PANDANGAN GEREJA KATOLIK TERHADAP BÖWÖ DALAM TRADISI PERKAWINAN SUKU NIAS
Abstract
Tulisan ini membahas mengenai makna böwö atau mahar dalam perkawinan adat Nias dan pandangan Gereja Katolik. Secara umum, böwö memiliki makna penghormatan yang tinggi akan suatu perkawinan dan bagi keluarga yang telah merawat anak. Namun, dewasa ini penulis melihat bahwa tradisi pemberian böwö atau mahar tidak lagi mengutamakan makna awal dari böwö tersebut. Hipotesis sementara penulis adalah makna awal dari pemberian mahar atau böwö dalam perkawinan adat suku Nias sudah kehilangan maknanya. Mahar atau böwö dimaknai sebatas untuk menunjukkan status seseorang. Seseorang yang mampu memberi mahar atau böwö yang besar dianggap sebagai seseorang yang sudah dewasa dan dengan sendirinya mendapat tempat dalam kehidupan bermasyarakat. Namun bagi mereka yang tidak mampu melunasi mahar atau böwö yang telah ditentukan, maka mereka harus membayar dalam jangka waktu yang lama sehingga akan berpengaruh terhadap kesejahteraan hidup keluarga itu.
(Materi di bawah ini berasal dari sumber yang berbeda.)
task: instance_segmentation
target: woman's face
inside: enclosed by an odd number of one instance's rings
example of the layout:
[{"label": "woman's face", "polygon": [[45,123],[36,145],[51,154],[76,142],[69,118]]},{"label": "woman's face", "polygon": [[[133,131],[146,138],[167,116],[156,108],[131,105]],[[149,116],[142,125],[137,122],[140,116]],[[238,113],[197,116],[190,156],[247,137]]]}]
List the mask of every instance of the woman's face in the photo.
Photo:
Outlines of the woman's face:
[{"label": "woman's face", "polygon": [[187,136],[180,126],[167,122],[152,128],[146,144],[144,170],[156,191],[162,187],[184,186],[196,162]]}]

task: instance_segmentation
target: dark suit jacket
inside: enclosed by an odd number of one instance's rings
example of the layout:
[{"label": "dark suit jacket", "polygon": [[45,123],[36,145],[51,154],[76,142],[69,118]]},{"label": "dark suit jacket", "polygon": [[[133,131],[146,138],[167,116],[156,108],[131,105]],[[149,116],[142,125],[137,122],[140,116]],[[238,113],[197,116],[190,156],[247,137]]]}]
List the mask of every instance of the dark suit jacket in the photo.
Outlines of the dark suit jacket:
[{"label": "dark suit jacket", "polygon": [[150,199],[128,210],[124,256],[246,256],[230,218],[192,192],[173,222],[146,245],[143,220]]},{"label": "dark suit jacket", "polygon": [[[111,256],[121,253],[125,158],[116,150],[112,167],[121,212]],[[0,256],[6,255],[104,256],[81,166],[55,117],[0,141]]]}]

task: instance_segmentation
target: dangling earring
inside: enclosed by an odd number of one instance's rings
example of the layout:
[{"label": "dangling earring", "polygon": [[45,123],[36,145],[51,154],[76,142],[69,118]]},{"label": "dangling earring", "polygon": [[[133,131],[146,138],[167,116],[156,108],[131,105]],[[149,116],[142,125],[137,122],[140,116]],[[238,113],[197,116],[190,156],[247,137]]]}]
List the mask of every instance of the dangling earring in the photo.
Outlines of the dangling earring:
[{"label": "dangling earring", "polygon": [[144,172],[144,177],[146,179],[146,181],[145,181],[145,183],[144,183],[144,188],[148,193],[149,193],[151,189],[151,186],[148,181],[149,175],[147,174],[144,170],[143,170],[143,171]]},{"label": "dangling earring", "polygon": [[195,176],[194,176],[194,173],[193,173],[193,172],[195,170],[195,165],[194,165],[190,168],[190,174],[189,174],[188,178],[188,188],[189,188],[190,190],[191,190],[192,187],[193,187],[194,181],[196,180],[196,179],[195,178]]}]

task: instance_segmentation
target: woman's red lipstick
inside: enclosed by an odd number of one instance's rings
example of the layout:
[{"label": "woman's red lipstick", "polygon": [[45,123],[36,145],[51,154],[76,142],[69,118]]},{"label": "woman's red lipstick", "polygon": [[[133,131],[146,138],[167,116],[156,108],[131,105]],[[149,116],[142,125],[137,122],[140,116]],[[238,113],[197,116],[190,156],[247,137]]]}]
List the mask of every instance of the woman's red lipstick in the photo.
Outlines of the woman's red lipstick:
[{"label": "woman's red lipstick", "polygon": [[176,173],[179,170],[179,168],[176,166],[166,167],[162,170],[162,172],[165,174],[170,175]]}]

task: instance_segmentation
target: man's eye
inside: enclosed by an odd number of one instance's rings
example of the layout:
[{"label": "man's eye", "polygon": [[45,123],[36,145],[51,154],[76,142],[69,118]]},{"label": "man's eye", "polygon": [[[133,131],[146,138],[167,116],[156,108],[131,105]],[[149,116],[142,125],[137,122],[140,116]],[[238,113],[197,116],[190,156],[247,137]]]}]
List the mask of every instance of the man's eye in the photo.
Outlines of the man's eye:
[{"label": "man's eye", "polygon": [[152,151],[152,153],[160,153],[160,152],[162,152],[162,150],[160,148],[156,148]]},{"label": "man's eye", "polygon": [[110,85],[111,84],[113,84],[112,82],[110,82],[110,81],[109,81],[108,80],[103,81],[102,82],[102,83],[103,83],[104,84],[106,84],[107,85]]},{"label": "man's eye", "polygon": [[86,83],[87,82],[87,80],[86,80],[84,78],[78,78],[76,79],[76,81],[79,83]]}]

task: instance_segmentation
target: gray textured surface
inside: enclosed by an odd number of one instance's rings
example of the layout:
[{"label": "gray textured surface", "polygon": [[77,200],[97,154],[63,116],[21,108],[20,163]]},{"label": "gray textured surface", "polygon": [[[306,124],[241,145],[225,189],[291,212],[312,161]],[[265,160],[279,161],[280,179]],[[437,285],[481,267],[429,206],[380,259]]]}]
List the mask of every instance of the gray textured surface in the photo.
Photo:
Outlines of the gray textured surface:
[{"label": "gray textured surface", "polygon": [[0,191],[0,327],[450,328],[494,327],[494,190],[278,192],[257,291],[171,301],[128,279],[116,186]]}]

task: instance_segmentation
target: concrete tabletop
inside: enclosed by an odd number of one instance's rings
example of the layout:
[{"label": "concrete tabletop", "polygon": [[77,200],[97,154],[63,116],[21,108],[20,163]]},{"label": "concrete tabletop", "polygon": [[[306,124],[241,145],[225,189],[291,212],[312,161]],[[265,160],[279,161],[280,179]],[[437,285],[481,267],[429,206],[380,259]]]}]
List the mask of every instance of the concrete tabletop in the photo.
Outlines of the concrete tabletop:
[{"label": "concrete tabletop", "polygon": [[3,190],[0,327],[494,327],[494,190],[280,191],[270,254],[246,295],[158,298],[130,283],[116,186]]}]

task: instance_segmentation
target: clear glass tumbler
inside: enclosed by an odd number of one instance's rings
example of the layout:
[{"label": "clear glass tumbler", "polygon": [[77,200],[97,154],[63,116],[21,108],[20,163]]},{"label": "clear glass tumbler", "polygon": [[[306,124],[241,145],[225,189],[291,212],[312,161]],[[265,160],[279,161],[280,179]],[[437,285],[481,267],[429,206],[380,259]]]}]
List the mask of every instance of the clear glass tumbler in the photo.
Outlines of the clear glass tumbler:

Makna mahar atau böwö pertama-tama sejalan dengan Gereja Katolik, namun dewasa ini hal tersebut sangat bertentangan. Perkawinan dalam Gereja Katolik sangat menekankan kesejahteraan keluarga, namun böwö yang tinggi dapat menjadi beban. Sesuai dengan pandangan Gereja Katolik, penulis menemukan bahwa dewasa ini pemenuhan böwö adalah sesuatu yang fakultatif, kerena böwö bukanlah penentu sah atau tidaknya perkawinan. Kesejahteraan keluarga adalah hal yang utama dalam perkawinan Gereja Katolik.